With a mawkish setup which sounds like it could easily have been concocted by a Hollywood studio, only to be packaged and presented to a Nicholas Sparks-fond audience, in reality Olivier Nakache and Eric Toledano’s Untouchable (Intouchables, 2011) is a winning slice of mainstream French cinema which successfully avoids slushy sentiment, even if it follows a familiar, tried-and-tested formula. Tell No One’s François Cluzet plays the insular Philippe, a wealthy quadriplegic who is growing increasingly weary and depressed. He is also in the midst of looking for a new carer, having failed to gel with previous employees.
Into his palatial surrounds steps Driss (Micmacs’ Omar Sy), an aimless, happy-go-lucky type, currently in-between jobs and more interested in Philippe’s attractive female assistant (Audrey Fleurot) and expensive-looking ornaments than seeking actual employment. The brash, down-to-earth manner of which he asserts himself in the interview is just what Philippe is looking for however, and to Driss’ complete surprise, he finds himself hired for the role. The two struggle to reach simpatico at first (Philippe’s friends and family express concern at his rather leftfield choice) but a gradual trust is established between the pair, and a strong and unyielding friendship forms.
If the film begins by trying just a little too hard to paint Driss as a cheeky and lovable scoundrel, and forcing the humour brought on by the character’s opposing worlds, it soon settles into an emotionally engaging and beautifully-acted two-hander, which only the toughest cynics would be hard pressed not to be moved by. The odd couple dynamic makes for some wonderfully amusing and very human moments, and a particular stand-out scene sees the pair visiting the Opera, where Driss cuts through the stuffy pomposity much to Philippe’s bemusement and delight.
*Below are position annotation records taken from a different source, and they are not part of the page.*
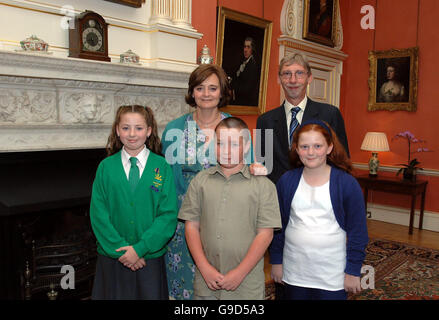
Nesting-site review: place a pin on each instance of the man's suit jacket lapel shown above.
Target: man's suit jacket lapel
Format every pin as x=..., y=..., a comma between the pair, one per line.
x=280, y=127
x=310, y=111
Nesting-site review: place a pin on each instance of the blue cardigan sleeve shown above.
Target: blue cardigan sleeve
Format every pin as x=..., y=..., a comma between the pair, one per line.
x=355, y=226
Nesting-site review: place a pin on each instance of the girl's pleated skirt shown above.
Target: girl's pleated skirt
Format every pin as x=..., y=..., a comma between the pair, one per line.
x=114, y=281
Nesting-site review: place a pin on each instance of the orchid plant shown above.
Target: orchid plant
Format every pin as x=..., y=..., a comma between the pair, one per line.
x=410, y=168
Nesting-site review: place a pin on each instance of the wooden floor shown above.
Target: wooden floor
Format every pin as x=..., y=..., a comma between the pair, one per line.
x=395, y=232
x=389, y=231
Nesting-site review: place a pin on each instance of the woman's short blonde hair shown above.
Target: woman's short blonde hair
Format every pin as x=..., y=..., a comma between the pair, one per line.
x=202, y=73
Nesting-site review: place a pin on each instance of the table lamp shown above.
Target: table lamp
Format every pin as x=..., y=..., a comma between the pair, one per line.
x=374, y=141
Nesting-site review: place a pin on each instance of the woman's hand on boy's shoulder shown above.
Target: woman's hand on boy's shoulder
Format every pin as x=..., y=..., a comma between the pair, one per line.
x=258, y=169
x=129, y=258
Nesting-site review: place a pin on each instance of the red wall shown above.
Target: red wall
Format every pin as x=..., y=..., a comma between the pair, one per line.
x=399, y=24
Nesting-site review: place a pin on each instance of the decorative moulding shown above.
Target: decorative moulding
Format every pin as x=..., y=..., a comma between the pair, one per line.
x=18, y=64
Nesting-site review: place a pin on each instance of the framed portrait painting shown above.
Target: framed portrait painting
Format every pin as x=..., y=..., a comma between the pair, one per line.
x=320, y=21
x=131, y=3
x=393, y=79
x=243, y=51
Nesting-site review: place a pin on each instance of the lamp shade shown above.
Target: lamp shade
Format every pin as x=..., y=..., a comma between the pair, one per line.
x=375, y=141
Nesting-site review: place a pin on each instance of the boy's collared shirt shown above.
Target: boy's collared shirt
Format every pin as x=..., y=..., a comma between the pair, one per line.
x=230, y=211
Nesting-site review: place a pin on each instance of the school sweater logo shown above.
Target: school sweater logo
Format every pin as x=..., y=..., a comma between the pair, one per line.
x=157, y=182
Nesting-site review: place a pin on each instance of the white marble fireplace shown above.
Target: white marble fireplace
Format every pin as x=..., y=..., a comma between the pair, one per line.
x=51, y=103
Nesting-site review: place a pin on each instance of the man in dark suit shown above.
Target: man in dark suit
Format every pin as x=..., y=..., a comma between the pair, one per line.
x=245, y=82
x=294, y=76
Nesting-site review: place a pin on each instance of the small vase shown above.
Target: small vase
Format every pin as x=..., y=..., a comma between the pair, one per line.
x=409, y=174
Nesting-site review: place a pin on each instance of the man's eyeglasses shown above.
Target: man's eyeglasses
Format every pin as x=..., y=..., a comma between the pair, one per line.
x=299, y=74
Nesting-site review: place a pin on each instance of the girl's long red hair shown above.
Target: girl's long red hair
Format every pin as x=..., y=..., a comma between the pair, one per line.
x=338, y=156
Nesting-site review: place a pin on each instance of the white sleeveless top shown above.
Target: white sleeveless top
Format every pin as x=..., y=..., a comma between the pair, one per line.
x=314, y=253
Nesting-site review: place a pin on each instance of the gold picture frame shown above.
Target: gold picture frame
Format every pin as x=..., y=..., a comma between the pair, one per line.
x=393, y=79
x=320, y=21
x=248, y=76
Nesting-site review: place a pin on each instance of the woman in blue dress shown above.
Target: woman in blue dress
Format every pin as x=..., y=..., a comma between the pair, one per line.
x=187, y=148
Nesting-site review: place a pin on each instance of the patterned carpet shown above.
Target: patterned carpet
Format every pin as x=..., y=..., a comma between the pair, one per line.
x=402, y=272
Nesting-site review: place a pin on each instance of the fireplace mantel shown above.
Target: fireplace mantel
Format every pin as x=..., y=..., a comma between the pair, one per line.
x=54, y=103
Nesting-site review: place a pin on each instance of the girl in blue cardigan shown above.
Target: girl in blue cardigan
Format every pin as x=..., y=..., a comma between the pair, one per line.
x=320, y=250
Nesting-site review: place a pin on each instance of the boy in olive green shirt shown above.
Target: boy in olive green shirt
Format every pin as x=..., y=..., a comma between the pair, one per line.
x=230, y=215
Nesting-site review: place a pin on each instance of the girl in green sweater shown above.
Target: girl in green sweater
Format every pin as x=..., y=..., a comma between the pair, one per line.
x=133, y=210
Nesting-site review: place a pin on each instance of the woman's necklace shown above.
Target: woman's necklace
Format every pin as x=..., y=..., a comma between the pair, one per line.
x=205, y=124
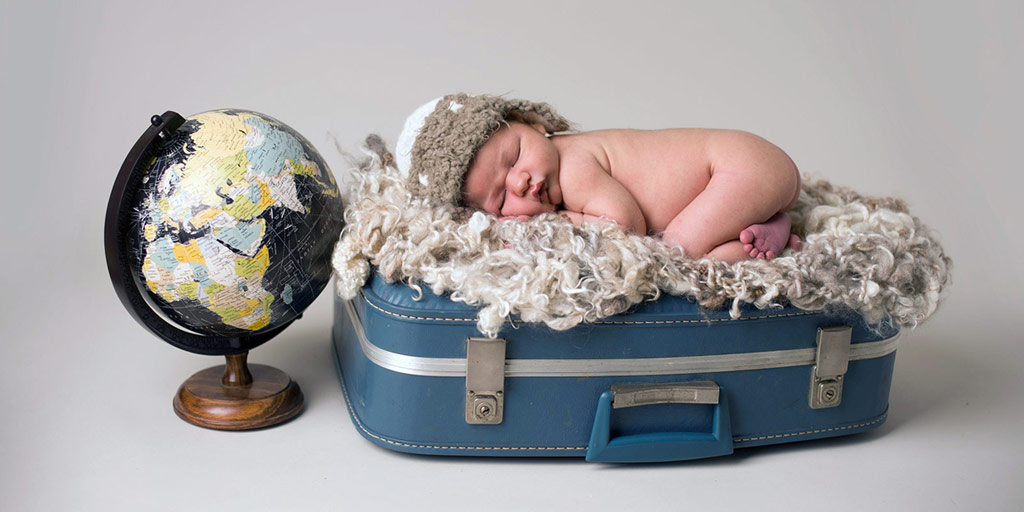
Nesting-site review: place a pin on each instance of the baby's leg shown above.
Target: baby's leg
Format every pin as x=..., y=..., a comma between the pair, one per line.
x=741, y=192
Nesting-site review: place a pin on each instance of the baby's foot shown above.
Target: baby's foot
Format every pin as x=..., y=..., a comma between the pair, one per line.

The rapport between Philippe and Driss is the glue which binds Untouchable, and their camaraderie is both touching and sincere, without once descending into anything approaching mawkishness. The sentimental aspects are held at bay, thanks largely to Cluzet, who is fabulous as a man determined to live a fullest life as possible, even resorting to the composition of carefully-crafted love letters to a faceless object of his affections. A warmth and humanity shines through, and it becomes increasingly apparent why Philippe would look to a no-nonsense figure like Driss to assist him.
Given the subject matter and success Untouchable has found, it’s hardly surprising to see it’s already been snapped up by Harvey Weinstein for an English-language remake (with Colin Firth rumoured to be attached). However faithful the Weinstein’s are to the original material, it’s easy to imagine that manipulative, Oscar-baiting content finding its way in there somewhere. For that reason alone, you should make a date with the original now.